What Marriage Does to You

So recently I watched a YouTube video a friend sent to me. It was a seminar for married couples run by a guy and he had some very interesting (and funny AND true) things to say about how different men and women are and what marriage is really about. Not long after watching the video, I came across an article and it was a relatively newly wed's anniversary note to her husband. One thing stuck out to me from the video and the article  and it was the real purpose of marriage.
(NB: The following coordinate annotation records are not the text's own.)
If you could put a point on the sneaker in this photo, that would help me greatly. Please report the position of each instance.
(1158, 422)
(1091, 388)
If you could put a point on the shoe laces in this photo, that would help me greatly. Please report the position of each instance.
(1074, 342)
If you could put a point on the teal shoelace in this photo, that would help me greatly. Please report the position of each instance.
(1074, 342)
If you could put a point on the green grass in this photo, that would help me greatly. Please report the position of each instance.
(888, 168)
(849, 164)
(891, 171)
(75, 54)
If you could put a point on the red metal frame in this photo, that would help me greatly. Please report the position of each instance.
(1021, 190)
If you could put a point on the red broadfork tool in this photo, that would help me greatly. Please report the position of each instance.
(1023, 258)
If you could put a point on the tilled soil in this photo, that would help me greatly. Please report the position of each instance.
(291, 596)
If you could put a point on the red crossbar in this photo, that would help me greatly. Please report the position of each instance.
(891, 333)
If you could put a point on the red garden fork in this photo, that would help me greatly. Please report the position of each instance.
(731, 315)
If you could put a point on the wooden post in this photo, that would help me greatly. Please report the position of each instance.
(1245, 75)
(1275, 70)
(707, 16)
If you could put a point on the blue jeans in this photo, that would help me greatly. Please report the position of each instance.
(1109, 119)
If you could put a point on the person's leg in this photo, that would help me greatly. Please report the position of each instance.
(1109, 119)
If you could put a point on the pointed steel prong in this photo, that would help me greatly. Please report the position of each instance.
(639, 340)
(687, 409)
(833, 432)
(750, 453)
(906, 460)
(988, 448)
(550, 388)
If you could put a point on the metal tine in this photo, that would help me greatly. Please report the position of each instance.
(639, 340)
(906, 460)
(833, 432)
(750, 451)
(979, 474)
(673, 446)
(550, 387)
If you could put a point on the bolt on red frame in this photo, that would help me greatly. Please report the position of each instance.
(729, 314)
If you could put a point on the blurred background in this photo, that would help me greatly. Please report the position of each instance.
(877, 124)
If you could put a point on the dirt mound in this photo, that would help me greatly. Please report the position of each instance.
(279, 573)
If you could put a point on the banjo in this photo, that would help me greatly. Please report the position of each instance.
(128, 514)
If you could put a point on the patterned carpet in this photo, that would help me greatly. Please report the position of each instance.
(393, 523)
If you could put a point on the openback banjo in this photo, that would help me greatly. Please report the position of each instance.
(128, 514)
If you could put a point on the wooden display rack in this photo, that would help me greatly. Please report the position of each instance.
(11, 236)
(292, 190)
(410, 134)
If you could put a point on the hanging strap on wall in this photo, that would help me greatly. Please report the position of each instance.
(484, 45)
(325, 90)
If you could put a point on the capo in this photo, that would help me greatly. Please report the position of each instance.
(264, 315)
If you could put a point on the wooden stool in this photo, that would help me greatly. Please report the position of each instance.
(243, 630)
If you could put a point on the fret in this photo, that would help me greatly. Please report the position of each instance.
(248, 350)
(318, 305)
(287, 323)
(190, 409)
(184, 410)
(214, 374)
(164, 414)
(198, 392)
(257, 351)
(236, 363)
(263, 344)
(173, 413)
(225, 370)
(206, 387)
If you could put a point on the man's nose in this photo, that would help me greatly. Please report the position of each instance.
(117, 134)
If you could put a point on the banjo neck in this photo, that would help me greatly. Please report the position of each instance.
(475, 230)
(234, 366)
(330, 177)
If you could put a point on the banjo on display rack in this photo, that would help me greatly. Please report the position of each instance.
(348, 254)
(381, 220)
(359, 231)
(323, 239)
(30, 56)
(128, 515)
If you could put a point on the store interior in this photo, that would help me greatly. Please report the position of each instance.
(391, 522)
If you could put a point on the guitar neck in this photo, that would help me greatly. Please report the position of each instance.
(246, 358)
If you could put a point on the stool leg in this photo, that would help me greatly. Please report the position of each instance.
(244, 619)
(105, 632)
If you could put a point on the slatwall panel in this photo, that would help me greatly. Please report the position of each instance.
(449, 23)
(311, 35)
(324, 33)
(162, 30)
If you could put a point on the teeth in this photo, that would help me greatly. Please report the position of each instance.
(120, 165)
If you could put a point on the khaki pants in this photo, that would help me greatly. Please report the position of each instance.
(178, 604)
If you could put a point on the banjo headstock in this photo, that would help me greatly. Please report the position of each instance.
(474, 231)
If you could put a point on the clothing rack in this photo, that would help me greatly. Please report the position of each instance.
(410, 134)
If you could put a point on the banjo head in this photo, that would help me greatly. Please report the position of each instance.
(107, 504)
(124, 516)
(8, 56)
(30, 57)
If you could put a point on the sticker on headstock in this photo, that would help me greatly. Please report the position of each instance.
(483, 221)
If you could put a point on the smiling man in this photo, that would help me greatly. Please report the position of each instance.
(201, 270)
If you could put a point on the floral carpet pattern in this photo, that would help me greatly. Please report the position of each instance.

Movies and fairytales might have sold the notion that marriage is all about "happily ever after" and while I believe that marriage can and should be blissful, I also now understand that if we allow it, marriage is really designed to bring out the best in us. The process of doing that (bringing out the best in us) won't always be easy or pleasant but if we allow it, we could (and should) be better people because we are married. Pause and think about that for a second - we should be better people because we are married...*

What this simply means is that through all the stuff that marriage brings, we should be learning, growing, and becoming better - better listeners, selfless, kind, patient, forgiving, and the list goes on. But unless we see the potential of marriage to bring those qualities out in us, impatience could rob us of the opportunity for growth and personal improvement.

Bottomline, when you get married and your spouse does something that isn't so pleasant (a.k.a. CRAZY), while in the heat of the moment you might not want to see the hidden lesson and opportunity for growth, the point is to remember that that is in fact the purpose of marriage - to break and mold you into to best you you can be. Trust me, this is most certainly easier said than done but I encourage you to give it some thought.

We've all heard that marriage isn't a walk in the park and while it can and should be enjoyed, when it presents issues and challenges in your interactions with your spouse, remember that those are opportunities to grow and become a better person.

What do you think? Married folk, has your marriage helped you grow, changed you, and made you a better person?




*That's not to say you can't be a better person if you're not married but interacting with someone you're committed to everyday has the power to change you and make you better.